Dependiendo del día, incluso del momento, logra dominar los suspiros. Le llegan a borbotones, igual que náuseas insípidas a punto de empujarlo al váter. Poco a poco y desde que se puso en manos de un psicólogo, va conteniendo esos sonidos cuya carga emocional le ha costado más de una sorpresa desagradable. Como aquella vez que una mujer, en el trayecto Madrid-Sevilla, creyó entender que estaba buscando comprensión y afecto, proximidad física. Dejar claro que se trataba de una respuesta corporal sin destinatario le costó el resto del viaje.

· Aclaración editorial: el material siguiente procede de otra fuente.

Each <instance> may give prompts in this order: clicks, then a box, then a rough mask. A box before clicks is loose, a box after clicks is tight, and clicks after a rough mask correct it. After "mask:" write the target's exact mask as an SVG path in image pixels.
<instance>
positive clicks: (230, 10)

El hombre que no quiere dormir suspira porque no duerme, en una cadena de respuestas corporales de la que le gustaría culpar a su mente. Es abogado en un bufete con presencia en Madrid, Londres, Tokio, Nueva York, aunque él solo viaja lo justo para desplazarse de casa a la oficina. Los sitios que no son su ciudad le parecen escenarios en películas, y siempre pasa por ellos tan deprisa como si tuviera frío.
Le gustaría preferir trabajar menos, tener aficiones, esquiar, saber hacer pan, pero ha encontrado cierto confort en pasar dieciséis horas en su despacho, rindiendo o no, simplemente aparcado. Al principio, creía que el tiempo se detendría entre aquellas tres paredes y un panel, que nada habría cambiado al salir. Sin embargo, el hombre que no quiere dormir descubrió pronto que dejar correr el tiempo reportaba, en casos como el suyo, enormes ventajas, al permitirle seguir viviendo sin tener que hacer frente a las operaciones más comunes de la humanidad. Sentir, opinar, resolver.

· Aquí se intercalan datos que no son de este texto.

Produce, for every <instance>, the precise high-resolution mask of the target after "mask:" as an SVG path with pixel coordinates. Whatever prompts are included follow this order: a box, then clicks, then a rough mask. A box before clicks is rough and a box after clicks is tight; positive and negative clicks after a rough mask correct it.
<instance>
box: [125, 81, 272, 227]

Si asalta su memoria la imagen que menos desea ver, se concentra en una sentencia firme o en la línea argumental que pretende plantear para un cliente. Solo así evita recrear la cabezada, el susto, una luz frontal y deslumbrante, el estruendo, el cataclismo de hierros. El sueño y el despertar.
Cuando todo volvió en sí, nada era lo que había sido, y las personas que estaban tampoco seguían alrededor. Escocía recordar tanto como que le curasen arañazos y cortes. Empezó a no querer dormir, en parte para impedir que la historia volviera a destruirlo, en parte para ser siempre muy consciente de su propia fatalidad.

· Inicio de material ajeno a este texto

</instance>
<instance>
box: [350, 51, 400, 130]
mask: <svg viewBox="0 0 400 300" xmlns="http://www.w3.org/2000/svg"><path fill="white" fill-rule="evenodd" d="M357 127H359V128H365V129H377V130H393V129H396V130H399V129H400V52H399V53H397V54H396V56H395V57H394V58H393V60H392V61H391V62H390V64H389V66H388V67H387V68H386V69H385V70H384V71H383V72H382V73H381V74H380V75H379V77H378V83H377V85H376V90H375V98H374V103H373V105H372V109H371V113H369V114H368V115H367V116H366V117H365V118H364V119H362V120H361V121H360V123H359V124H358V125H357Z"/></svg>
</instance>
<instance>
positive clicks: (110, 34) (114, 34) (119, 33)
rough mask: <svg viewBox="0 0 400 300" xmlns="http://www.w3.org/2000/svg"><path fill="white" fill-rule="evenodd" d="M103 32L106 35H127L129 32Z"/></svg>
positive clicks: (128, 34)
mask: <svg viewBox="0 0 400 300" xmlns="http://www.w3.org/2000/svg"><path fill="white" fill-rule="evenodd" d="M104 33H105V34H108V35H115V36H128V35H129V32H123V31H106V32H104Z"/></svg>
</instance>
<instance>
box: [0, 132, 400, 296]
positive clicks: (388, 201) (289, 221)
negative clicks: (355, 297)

Las noches son dictaduras para el hombre que no quiere dormir. Le imponen cerrar los ojos y dejarse ir, abandonarse a la suerte de los ronquidos. Él salva su intemperie con una manta de cuadros y el termo de café, atisbando por la ventana la asimetría de las cosas que suceden en vigilia. Resiste, compensando los empujones de un bostezo con la determinación de curar sus heridas.
Al amanecer, se retoman las causas, otra vez las personas tienen claro hacia dónde se dirigen. Con el sol, vuelve el mundo a girar en el sentido que marcan los relojes, y el hombre que no quiere dormir aprovecha la ventaja de marchar al compás para refugiarse en su rincón, prendido el ordenador, abiertos los códigos de leyes, ensimismado al parecer.
Su jefe quiere verlo, en su despacho, antes de comer. Cree que debe cogerse las vacaciones y escapar de la tensión provocada por sus últimos encargos. La tensión podría ponerlo en apuros no tardando mucho, le explica, y el bufete precisa contar con él en plena forma. No me quites esto, le pide. No me obligues a dormir.